Prompt Chaining Pattern
One big task, broken into small steps
Imagine writing an essay. You don't write the perfect final version in one go. First you jot an outline , then you write a rough draft , then you polish it. Each step builds on the one before. Prompt Chaining does exactly this with an LLM: it splits a task into a fixed line of steps , and each step's output becomes the next step's input.
Key points
- Split one hard task into a fixed sequence of easy LLM calls.
- Each step's output is the next step's input (like an assembly line).
- You can add a 'gate' check between steps to catch problems early.
The one-line definition
Prompt Chaining is a workflow where a task is broken into a fixed, ordered series of LLM steps. The result of step 1 is passed into step 2, step 2's result into step 3, and so on, until the final output is produced.
Note: Output of one prompt = input of the next. Like a relay race, baton after baton.
The chain: each step feeds the next
INPUT (a topic) │ ▼ ┌─────────────┐ │ STEP 1 │ make an OUTLINE │ LLM call │ └──────┬──────┘ │ outline ▼ ┌─────────────┐ │ STEP 2 │ write a DRAFT from the outline │ LLM call │ └──────┬──────┘ │ draft ▼ ┌─────────────┐ │ STEP 3 │ POLISH the draft │ LLM call │ └──────┬──────┘ │ final text ▼ ✅ FINISHED ESSAY
Adding a 'gate' check between steps
┌─────────┐ ┌──────────────┐ ┌─────────┐ │ STEP 1 │──► │ GATE 🚦 │──► │ STEP 2 │ │ outline │ │ Is the │ ok │ draft │ └─────────┘ │ outline │ └─────────┘ │ good enough? │ └──────┬───────┘ │ not ok ▼ ⛔ STOP / RETRY (don't waste the next expensive LLM call)
A tiny code example (read it like English)
Notice there is no clever loop here. It is just three LLM calls in a row, with the result of each passed straight into the next.
def write_essay(topic):
# STEP 1: outline
outline = llm(f"Write a 3-point outline about: {topic}")
# GATE: cheap safety check before the costly steps
if "1." not in outline:
return "Outline failed, stopping early."
# STEP 2: draft (uses STEP 1's output)
draft = llm(f"Write an essay using this outline:\n{outline}")
# STEP 3: polish (uses STEP 2's output)
final = llm(f"Fix grammar and improve flow:\n{draft}")
return final
When should you reach for prompt chaining?
| Scenario | Recommendation | Why |
|---|---|---|
| The task naturally splits into clear, ordered sub-steps | ✅ Use chaining | Each smaller step is easier and more accurate for the LLM. |
| You always do the same steps in the same order | ✅ Use chaining | The order is fixed and known ahead of time. |
| The next step changes depending on the input type | ❌ Use Routing instead | Chaining is a straight line; routing picks a branch. |
| A single prompt already gives a great answer | ❌ Just one call | Extra steps add cost and latency for no gain. |
Chaining mistakes beginners make
| Mistake | Consequence | Fix |
|---|---|---|
| Making the chain too long with tiny pointless steps. | Slow and expensive — every step is another LLM call you pay for. | Only split where it genuinely improves accuracy or control. |
| Not checking a step's output before feeding it forward. | A bad early output corrupts every later step (garbage in, garbage out). | Add a cheap gate check between expensive steps to fail fast. |
| Using chaining when the path should branch. | You force every input through the same steps even when it doesn't fit. | If the steps differ by input type, use the Routing pattern. |
Remember these lines
- Chaining = a fixed assembly line of LLM calls.

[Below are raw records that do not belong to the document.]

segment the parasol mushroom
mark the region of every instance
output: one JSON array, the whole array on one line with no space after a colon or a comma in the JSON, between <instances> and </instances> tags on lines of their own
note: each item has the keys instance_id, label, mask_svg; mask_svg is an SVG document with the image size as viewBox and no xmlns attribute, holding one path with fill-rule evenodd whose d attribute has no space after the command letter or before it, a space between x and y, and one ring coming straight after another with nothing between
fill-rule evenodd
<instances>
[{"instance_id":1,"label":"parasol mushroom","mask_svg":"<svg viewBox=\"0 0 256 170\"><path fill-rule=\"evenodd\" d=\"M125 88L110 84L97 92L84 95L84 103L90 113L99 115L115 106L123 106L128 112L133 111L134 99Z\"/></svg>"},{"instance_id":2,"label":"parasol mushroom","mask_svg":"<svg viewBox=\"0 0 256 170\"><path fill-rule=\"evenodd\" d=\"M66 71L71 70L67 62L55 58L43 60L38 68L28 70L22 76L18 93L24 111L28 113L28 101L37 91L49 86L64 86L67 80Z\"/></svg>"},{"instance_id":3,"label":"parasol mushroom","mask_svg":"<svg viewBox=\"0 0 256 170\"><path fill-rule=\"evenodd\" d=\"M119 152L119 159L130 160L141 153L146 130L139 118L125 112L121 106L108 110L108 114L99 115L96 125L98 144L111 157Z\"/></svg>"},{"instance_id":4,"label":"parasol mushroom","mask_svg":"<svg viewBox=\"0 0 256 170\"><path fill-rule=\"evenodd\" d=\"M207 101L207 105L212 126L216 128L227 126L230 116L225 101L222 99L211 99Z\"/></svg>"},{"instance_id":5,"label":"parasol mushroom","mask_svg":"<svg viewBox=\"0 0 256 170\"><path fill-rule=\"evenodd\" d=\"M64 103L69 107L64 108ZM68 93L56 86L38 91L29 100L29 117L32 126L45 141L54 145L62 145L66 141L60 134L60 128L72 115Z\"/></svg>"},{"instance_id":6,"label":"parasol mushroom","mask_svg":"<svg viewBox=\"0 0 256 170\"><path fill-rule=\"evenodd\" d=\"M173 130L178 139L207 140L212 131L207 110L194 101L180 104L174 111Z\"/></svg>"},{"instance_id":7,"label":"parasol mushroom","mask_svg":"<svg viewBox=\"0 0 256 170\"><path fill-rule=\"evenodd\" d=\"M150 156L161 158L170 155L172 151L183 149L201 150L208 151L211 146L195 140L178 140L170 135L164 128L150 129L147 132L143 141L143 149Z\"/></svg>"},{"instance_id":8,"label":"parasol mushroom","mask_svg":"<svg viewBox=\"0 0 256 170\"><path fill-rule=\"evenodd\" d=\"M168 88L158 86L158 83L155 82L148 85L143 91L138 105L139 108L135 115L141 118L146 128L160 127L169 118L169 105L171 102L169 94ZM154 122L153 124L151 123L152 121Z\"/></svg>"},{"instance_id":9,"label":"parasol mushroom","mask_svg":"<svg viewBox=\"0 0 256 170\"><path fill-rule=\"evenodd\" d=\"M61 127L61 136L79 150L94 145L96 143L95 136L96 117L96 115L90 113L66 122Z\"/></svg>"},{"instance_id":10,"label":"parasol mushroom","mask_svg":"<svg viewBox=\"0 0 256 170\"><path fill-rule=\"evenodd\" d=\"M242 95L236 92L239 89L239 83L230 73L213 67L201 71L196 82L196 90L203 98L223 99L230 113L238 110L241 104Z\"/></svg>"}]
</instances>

- Output of one step is the input of the next.
- Put a cheap gate before expensive steps to fail fast.
Key takeaways
- Prompt Chaining breaks a task into a fixed, ordered sequence of LLM steps.
- Each step's output is passed as the input to the next step.
- Optional gate checks between steps catch errors early and save cost.
- Use it when steps are fixed and ordered; use Routing when the path branches.
Frequently Asked Questions
What is Prompt Chaining Pattern?
Imagine writing an essay. You don't write the perfect final version in one go.
How does Prompt Chaining Pattern work?
Prompt Chaining is a workflow where a task is broken into a fixed, ordered series of LLM steps . The result of step 1 is passed into step 2, step 2's result into step 3, and so on, until the final output is produced.
What are the key takeaways about Prompt Chaining Pattern?
Prompt Chaining breaks a task into a fixed, ordered sequence of LLM steps. Each step's output is passed as the input to the next step. Optional gate checks between steps catch errors early and save cost. Use it when steps are fixed and ordered; use Routing when the path branches.